Founded on July 20, 1979 in Addis Ababa, PanaPress was officially inaugurated and commenced news agency activities on 25 May 1983, and re-launched by UNESCO in 1993.

But, the media professionals expressed regret that the agency was not able to deliver its mandate and sell the continent because Africa governments had also failed to invest and contribute to sustain it.

“PanaPress is still alive, but it is struggling to survive. Africa governments and Heads of State must therefore be committed, and invest hugely into it,” says Aisha Dabo, a Journalist and a staunch Internet activist.

“In fact Africa requires an authoritative voice in the global media space to sharpen its narratives and project the potentials of the continent to the western world,” she added.

The media professionals made the call during a panel discussion on a media dialogue on reporting internet fraud in Africa.

Organised by the “Internet4Good” (I4G), a project being funded by the Bosch Alumni Network, a German organisation, the webinar session sought to sensitise participants on the implications of the singular negative framing of internet use in Africa.

It also exposed participants, mostly media practitioners, to the numerous opportunities on the internet, and on how the media could shape a positive, pro-internet message in Africa.

Dr Wunpini Mohammed, Associate Professor, University of Georgia, noted Western media organisations had their agenda, and were constantly pushed by global media giants which “want to ridicule Africa with their content”.

He observed the idea of establishing the PanaPress was still relevant, and it behooved on the continent to capitalise, strengthen, and position it well to project the true image of Africa and her people.

“context is always not missing in any Africa related media story going outside”, Mayowa Tijani, a fact-checking Journalist at AFP noted, saying as a ‘media power house’ for Africa, governments on the continent ought to be re-dedicated and re-committed to the course of the news agency.
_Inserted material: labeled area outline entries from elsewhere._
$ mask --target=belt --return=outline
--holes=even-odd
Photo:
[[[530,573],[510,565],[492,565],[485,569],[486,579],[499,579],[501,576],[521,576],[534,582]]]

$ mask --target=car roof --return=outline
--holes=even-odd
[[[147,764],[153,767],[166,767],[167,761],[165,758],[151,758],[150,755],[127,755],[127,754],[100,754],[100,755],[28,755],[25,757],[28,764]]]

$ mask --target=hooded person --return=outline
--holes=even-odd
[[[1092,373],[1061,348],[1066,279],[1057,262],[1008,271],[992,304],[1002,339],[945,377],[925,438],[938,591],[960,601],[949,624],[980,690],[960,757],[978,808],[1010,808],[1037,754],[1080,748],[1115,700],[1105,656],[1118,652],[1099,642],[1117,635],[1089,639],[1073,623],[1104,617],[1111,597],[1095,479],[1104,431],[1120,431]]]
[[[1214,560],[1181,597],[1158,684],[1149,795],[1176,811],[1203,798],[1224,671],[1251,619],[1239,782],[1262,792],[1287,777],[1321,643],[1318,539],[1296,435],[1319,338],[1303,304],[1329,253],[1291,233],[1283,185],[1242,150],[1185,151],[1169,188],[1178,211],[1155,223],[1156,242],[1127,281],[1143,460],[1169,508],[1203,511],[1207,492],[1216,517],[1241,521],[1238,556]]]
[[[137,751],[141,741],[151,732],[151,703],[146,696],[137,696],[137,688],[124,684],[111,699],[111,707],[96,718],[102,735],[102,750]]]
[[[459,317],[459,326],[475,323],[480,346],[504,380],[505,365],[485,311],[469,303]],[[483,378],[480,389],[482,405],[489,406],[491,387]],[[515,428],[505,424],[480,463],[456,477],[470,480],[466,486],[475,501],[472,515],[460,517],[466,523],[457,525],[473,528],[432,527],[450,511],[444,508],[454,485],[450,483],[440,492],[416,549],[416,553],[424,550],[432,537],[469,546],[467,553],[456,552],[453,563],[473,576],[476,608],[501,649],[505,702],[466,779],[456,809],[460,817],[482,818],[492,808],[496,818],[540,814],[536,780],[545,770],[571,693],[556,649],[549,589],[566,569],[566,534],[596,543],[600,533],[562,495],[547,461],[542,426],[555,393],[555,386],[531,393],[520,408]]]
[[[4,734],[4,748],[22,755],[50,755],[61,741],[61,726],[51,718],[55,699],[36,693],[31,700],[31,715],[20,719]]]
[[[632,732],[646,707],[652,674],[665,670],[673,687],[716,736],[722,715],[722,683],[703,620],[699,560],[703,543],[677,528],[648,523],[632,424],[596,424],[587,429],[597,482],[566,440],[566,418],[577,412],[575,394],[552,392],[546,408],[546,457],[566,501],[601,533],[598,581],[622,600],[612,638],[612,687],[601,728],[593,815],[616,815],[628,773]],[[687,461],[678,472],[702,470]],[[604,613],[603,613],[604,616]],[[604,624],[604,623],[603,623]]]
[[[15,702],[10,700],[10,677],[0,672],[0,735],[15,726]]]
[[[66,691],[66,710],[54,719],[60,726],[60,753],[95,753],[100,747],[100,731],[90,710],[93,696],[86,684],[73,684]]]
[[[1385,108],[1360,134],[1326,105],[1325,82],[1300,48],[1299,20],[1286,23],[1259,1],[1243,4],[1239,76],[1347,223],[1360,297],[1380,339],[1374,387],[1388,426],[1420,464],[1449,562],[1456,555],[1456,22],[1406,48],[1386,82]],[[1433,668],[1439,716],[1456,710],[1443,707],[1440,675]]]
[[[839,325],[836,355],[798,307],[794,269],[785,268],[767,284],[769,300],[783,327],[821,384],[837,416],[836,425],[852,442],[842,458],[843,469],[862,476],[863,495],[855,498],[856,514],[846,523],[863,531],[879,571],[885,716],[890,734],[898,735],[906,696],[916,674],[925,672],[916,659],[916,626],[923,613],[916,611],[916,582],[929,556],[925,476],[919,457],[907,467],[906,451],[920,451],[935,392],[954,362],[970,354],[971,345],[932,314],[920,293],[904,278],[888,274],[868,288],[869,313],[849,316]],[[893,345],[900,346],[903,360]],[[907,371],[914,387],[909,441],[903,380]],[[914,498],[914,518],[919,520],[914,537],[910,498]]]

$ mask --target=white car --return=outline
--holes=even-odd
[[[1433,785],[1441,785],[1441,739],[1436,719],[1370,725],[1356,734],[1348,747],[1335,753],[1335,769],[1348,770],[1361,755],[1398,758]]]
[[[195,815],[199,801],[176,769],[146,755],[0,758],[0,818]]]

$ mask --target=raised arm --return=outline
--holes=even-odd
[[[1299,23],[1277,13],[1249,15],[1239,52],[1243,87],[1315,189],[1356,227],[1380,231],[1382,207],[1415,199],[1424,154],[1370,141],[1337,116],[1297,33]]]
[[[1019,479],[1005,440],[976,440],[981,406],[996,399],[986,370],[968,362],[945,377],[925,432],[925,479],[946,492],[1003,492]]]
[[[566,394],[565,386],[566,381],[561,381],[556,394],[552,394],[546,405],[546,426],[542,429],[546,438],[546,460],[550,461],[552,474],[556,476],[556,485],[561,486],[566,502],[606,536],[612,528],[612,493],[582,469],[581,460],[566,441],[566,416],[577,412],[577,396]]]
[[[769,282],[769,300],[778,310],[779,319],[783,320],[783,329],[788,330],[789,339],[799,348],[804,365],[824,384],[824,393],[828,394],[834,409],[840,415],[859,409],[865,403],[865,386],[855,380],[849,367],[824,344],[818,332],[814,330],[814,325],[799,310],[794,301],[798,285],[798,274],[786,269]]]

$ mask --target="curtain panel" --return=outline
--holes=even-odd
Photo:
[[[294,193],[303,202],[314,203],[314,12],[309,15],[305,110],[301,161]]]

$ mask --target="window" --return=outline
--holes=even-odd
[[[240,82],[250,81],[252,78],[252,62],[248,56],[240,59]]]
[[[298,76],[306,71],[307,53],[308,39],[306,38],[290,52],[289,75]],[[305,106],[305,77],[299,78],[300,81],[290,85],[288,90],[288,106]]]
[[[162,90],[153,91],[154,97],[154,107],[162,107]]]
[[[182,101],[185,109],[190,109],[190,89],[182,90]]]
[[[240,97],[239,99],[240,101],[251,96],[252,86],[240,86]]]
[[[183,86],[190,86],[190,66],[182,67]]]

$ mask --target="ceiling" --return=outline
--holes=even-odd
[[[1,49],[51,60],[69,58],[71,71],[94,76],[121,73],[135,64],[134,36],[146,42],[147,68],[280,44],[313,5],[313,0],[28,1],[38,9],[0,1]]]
According to Nuong Faalong, Journalist, Bloomberg Media Fellow, many international journalists remained ignorant of Africa, and “we must take the responsibility to sharpen their mind-set”.

“An authoritative media outlet that will cover Africa is good, but such must remain impartial as well,” she indicated.

Established in 2017, Lisa Richter, a Coordinator, Bosch Alumni Network, explained the network sought to foster collaboration across regions and countries among professionals who had participated in its programmes.

As the largest foundation in Germany, she said more than 7,000 professionals had participated in its programmes, and had funded projects from participants, and lauded the I4G project.

Oyindamola Adegboye, Team Leader of the I4G project, expressed appreciation to Bosch, for funding the project, and thanked the panelists and participants for their commitment and contributions to making the project achieve desirable outcomes.